It appears it's a good time to take a step back and outline the requirements which we need the fencing system to be addressed and make all the implicit assumptions more explicit.
The process which was suggested by AlanRobertson was to first list them all (regardless of their importance), make sure we understand them and they are all sane, and then assign priorities to them, and then build an implementation from there.
In this first step, please list all requirements you have for the fencing functionality. Everybody is invited to participate, and add questions / clarificiations where necessary.
So far, the list is completely unordered, so please don't take offense by that.
Rationale: The fencing subsystem must work in clusters where the CRM is not present.
Rationale: There should be one single configuration frontend to the user to ease the complexity. Thus the fencing subsystem should draw its configuration from the same source as the CRM (if present). The configuration must support localized help texts etc just like the other parts of the system.
This will allow reuse of the moderately complex GUI and CIB infrastructure.
Rationale: If the CRM is not around, the fencing subsystem needs to be able to draw it's configuration from some other means (simple text files).
Rationale: If the lower-level layers (membership & fencing) have already performed fencing of a failed node, the CRM needs to be able to be told and use this information correctly.
Or, to put it differently, the CRM should be capable of registering fencing needs with an external fencing authority.
Rationale: As the CRM has been assumed to be, if present, the sole enforcer of cluster (recovery) policy, lower-levels have to register with the CRM if they want a node to be fenced.
LarsMarowskyBree: Yes, this is a conflicting requirement to the previous one, and maybe the two should instead be both abolished and replaced with the requirements hidden behind them and then decide on whether we need to go top-down or bottom-up?
Rationale: As outlined on the NodeFencing page, STONITH style fencing may occur in response to non-node failures; for example a failed resource stop to recover a high priority resource. In this case, all other resources (be it CRM controlled ones or GFS mounts) need to be informed that we are about to perform such a recovery operation (and migrate other resources away cleanly first).
Rationale: This goes beyond fencing, but it sure seems to be related, but in case of a regular shutdown of the node, all resources and subsystems need to be disabled in an orderly and dependency-coherent fashion, so that one by one, each of them can release the node so that it doesn't have to be fenced.
In RHAT's GFS, this seems to be done by their Service Manager, and in the heartbeat-TNG world, by the CRM.
Rationale: In scenarios where other functionality is available, it would be desireable to be able to use resource level fencing - ie, for GFS, while mounting from an iSCSI server (which can block access to the fenced node w/o power cycling the node).
Rationale: The fencing subsystem must be capable of monitoring the liveness and reachability of the fencing device and taking appropriate action and notification.

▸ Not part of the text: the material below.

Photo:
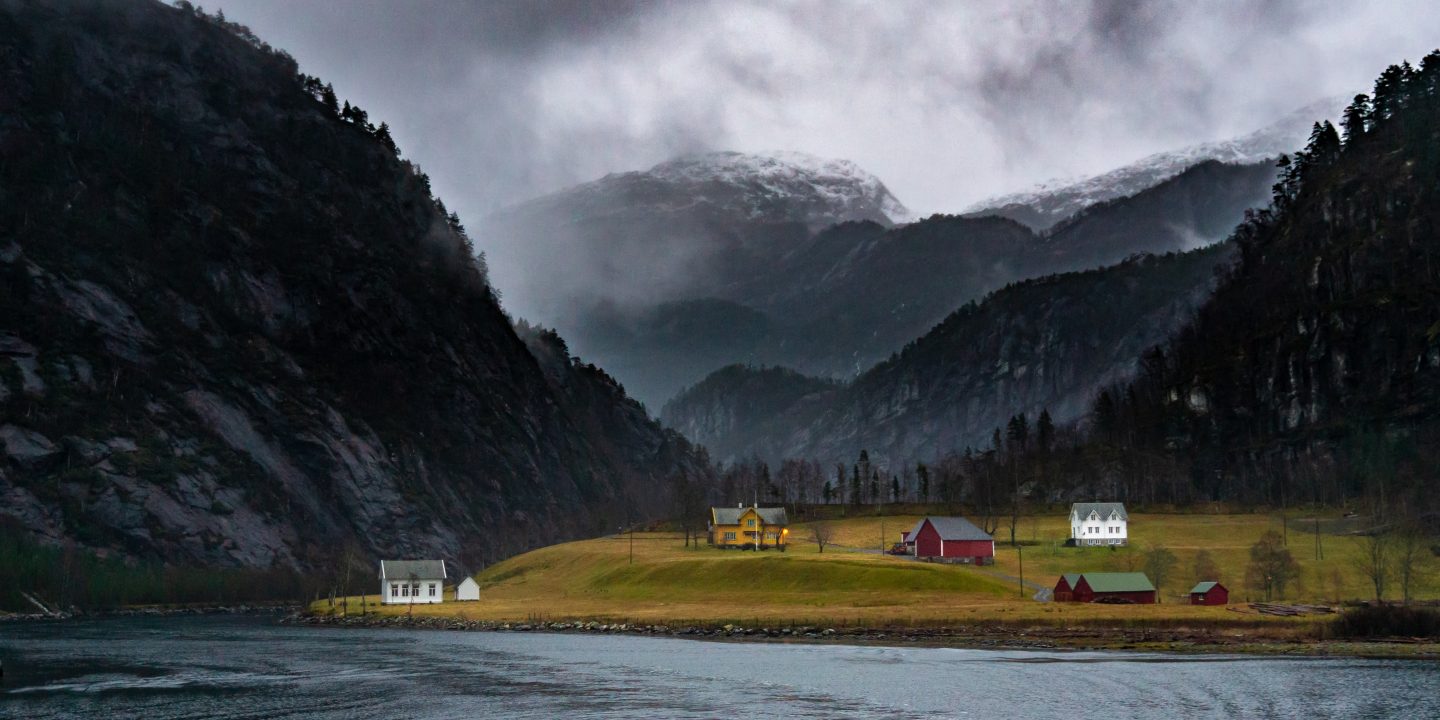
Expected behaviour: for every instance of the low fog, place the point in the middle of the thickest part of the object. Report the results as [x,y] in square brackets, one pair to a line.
[948,104]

Rationale: Some network power switches or serial power switches by their very nature are only reachable from one node at a time. Thus all access to them, be it for configuration inquiries, monitoring or fencing operations needs to be coordinated to go via a single node from the list of those which can reach the device, or be otherwise serialized to avoid contention and spurious monitoring failures.
This could probably also be phrased as managing the STONITH topology.
Rationale: As there is bound to be some cluster policy manager around, it seems sensible to re-use as much functionality there as possible to reduce the complexity of the fencing subsystem and speed up the implementation work.
Components which seemed to lend themselves to re-use where the managing of resource topology, monitoring functionality and configuration.